View of “Orange Grid,” 2013.

Los Angeles

Channa Horwitz

Ghebaly Gallery
2245 E Washington Blvd.
April 13–June 22

Writing in 1976 about drawings from Channa Horwitz’s series “Variations and Inventions on a Rhythm,” Lucy Lippard observed: “Logically they are flat and anchored to the grid, but their transformations implies freedom, the third dimension—space in which to act.” Horwitz herself was anchored to the grid, devoting decades to explorations of that form. In an exhibition suddenly rendered a valediction—opening just two weeks before the artist’s death on April 29—we find brought to the fore that third dimension and space in which to act that Lippard discerned in those early rule-driven, modulating sequential drawings.

Three framed gouaches from Horwitz’s “Language Series,” 1966, greet the visitor. Orange grids on white paper, they hang on the wall of the gallery’s narrow first floor, which serves as an interior mezzanine, overlooking a cube-shaped space below. A set of stairs leads down to the sunken room, whose floor and walls are covered in the same orange-on-white grid. Each of the works on paper contains differently positioned vertical and horizontal axes, suggesting segments of a greater whole. Though owing in some measure to the logic of Euclidean space, this partially glimpsed totality might just as well serve as an image of Horwitz’s career, singular in obsession and long obscured by critical and institutional neglect.

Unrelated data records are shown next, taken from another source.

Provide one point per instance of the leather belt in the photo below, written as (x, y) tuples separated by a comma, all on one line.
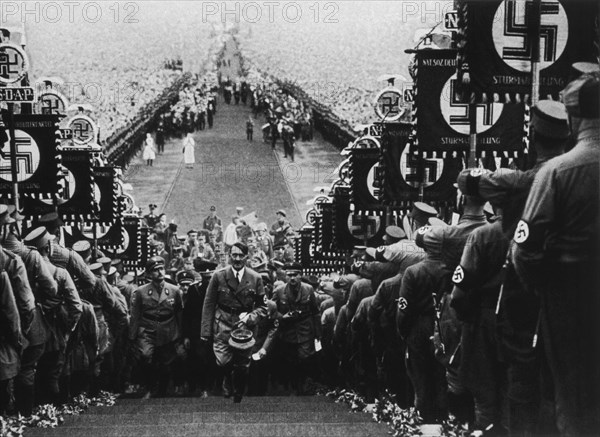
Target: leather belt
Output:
[(159, 319), (230, 310)]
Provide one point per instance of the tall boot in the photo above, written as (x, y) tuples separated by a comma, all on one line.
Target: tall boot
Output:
[(227, 380), (240, 376), (24, 397)]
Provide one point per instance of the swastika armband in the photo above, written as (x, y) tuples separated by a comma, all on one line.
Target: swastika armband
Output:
[(472, 182), (462, 278), (402, 303), (420, 235), (528, 236)]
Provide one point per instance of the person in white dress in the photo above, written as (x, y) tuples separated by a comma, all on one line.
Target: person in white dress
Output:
[(188, 151), (149, 154)]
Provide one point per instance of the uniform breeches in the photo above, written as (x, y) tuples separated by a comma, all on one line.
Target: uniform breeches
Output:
[(147, 352), (428, 379), (481, 372), (48, 375), (225, 354), (569, 329), (29, 361)]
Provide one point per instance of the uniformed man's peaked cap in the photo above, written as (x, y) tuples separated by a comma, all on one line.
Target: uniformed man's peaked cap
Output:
[(550, 119), (581, 96), (38, 238)]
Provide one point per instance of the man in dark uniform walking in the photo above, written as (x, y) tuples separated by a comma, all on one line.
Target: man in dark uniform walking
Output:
[(299, 324), (235, 297), (415, 317), (156, 324), (557, 252), (518, 306)]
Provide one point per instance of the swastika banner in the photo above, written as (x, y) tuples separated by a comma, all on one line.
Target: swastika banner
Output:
[(352, 229), (76, 201), (404, 171), (443, 122), (130, 250), (105, 195), (36, 157), (498, 49), (363, 164), (108, 237)]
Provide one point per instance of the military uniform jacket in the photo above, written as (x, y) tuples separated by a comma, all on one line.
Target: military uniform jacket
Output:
[(307, 325), (477, 278), (226, 299), (42, 284), (40, 279), (10, 336), (13, 265), (74, 263), (63, 311), (382, 311), (560, 220), (415, 300), (210, 222), (157, 310)]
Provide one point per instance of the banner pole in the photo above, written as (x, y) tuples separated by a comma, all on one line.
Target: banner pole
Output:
[(13, 154), (472, 161)]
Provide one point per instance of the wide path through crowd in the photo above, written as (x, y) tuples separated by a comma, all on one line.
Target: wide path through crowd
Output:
[(231, 171)]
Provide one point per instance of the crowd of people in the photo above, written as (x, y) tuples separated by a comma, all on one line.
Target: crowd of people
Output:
[(490, 319), (195, 107), (120, 68), (337, 68)]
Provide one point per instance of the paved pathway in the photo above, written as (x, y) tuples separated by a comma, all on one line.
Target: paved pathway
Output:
[(231, 171), (256, 416)]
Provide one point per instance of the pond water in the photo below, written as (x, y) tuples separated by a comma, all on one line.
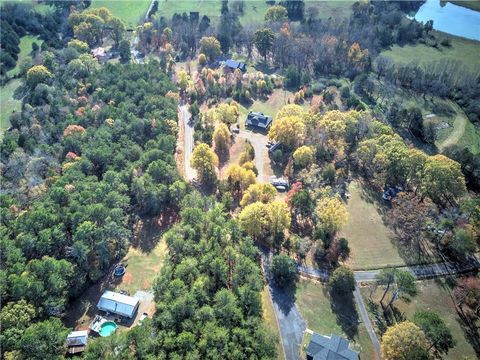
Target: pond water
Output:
[(450, 18)]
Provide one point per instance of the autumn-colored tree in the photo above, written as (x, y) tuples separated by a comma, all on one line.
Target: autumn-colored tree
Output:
[(38, 74), (278, 217), (221, 139), (258, 192), (288, 130), (404, 341), (252, 219), (80, 46), (210, 46), (276, 13), (331, 213), (263, 40), (443, 179), (183, 80), (304, 156), (204, 161)]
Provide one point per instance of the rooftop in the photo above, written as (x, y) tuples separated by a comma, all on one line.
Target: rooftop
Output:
[(330, 348)]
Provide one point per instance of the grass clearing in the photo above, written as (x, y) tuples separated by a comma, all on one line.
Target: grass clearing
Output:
[(314, 304), (7, 102), (131, 12), (461, 49), (271, 321), (368, 236), (433, 295), (25, 51)]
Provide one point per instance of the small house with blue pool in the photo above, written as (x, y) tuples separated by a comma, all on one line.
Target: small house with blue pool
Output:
[(115, 303)]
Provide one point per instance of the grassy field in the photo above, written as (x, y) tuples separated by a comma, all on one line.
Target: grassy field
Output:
[(434, 296), (462, 49), (254, 11), (367, 234), (314, 304), (271, 321), (7, 103), (131, 12), (25, 51)]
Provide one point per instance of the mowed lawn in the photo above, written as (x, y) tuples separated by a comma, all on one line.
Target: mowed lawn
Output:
[(314, 304), (433, 295), (271, 321), (464, 50), (132, 12), (7, 103), (367, 234)]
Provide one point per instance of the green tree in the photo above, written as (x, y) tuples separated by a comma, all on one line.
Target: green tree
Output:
[(404, 341), (284, 271), (44, 340), (436, 331), (276, 13), (342, 281), (210, 46), (263, 40)]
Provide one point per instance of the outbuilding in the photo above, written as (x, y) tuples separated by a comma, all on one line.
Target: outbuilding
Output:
[(77, 341), (119, 304), (258, 121)]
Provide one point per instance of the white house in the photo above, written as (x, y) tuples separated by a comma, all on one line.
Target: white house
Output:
[(77, 341), (118, 304)]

Descending into the midst of the enveloping mesh of painted lines, one feels the work is a culmination rather than a restatement, as if, of course, the “Language Series” had been a blueprint. On the floor sits a set of black fiberboard cubes that one can array, recreating in three dimensions the black squares and rectangles plotted in the paintings. Here Horwitz—and not for the first time—brought out the playfulness hidden in the often pseudo-rationalism of the grid.